Background
Prescription drug misuse and overdose is one of the fastest growing health epidemics in the United States. One of the most promising clinical tools to address prescription drug abuse are prescription drug monitoring programs (PDMPs). PDMPs are state-run electronic databases – functioning in 48 U.S. states and territories – that track the prescribing and dispensing of controlled prescription drugs to patients.

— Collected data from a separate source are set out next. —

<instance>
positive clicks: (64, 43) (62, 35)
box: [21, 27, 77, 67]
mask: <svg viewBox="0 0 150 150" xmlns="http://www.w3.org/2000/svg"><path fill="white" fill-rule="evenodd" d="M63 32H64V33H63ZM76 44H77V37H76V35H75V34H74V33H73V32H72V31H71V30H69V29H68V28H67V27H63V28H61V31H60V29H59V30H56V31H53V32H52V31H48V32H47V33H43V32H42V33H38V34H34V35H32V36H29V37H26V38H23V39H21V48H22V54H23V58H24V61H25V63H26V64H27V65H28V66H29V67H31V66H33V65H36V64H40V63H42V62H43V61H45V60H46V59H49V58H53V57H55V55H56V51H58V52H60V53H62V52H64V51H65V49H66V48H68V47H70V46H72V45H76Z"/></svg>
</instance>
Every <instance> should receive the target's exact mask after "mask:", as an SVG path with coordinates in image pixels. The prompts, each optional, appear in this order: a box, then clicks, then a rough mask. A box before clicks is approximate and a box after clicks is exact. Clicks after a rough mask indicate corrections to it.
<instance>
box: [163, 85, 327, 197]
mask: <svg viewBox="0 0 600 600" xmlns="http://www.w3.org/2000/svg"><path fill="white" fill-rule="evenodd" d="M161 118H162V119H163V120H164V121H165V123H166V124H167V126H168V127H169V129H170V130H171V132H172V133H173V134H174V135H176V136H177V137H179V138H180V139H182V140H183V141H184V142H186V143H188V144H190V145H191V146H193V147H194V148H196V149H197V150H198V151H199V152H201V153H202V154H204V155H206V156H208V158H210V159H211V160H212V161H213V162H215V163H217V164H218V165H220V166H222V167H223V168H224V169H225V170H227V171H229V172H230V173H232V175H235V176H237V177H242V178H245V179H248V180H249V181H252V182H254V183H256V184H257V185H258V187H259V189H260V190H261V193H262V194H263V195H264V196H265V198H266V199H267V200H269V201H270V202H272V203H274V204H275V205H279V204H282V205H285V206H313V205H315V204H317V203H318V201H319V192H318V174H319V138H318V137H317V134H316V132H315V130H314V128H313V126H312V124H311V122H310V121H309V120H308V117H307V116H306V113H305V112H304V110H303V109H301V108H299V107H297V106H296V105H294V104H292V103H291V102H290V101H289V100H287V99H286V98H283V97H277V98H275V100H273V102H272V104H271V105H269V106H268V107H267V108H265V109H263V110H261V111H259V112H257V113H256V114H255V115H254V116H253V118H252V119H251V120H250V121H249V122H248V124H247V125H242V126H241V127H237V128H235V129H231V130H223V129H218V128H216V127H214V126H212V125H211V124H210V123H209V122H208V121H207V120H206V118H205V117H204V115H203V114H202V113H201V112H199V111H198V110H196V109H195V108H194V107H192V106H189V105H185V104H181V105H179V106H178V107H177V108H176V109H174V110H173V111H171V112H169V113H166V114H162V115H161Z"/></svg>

Information within PDMPs is intended to enhance health care professionals' (e.g. physicians, pharmacists, dispensers, delegated authorities with legal authorization) understanding of their patients’ controlled substance history. While health care professionals see PDMPs as a valuable tool, they often do not use PDMPs because they are “stand alone” systems which are cumbersome and time consuming to access. When available at the point of care and point of dispensing, PDMP information can help health care professionals discern between patients who may need a controlled substance for legitimate medical treatment and those who may be seeking to misuse prescription drugs. It also provides an opportunity to intervene if there are signs of misuse and abuse. In some states health care professionals are required to check the PDMP prior to dispensing controlled substances. This underscores the need for PDMPs to share information with health IT systems in ambulatory and acute care settings.
Currently, many health care professionals must either interrupt their workflow and log on to a separate system to access the PDMP, or write and dispense prescriptions without consulting the PDMP- potentially leaving health care professionals without the information needed to make important clinical decisions. One way to improve and encourage PDMP access is to reduce the number of steps it takes to access the PDMP. Health IT systems can accomplish this by querying PDMPs for prescription information and presenting this information to health care professionals when they access a patient’s health record.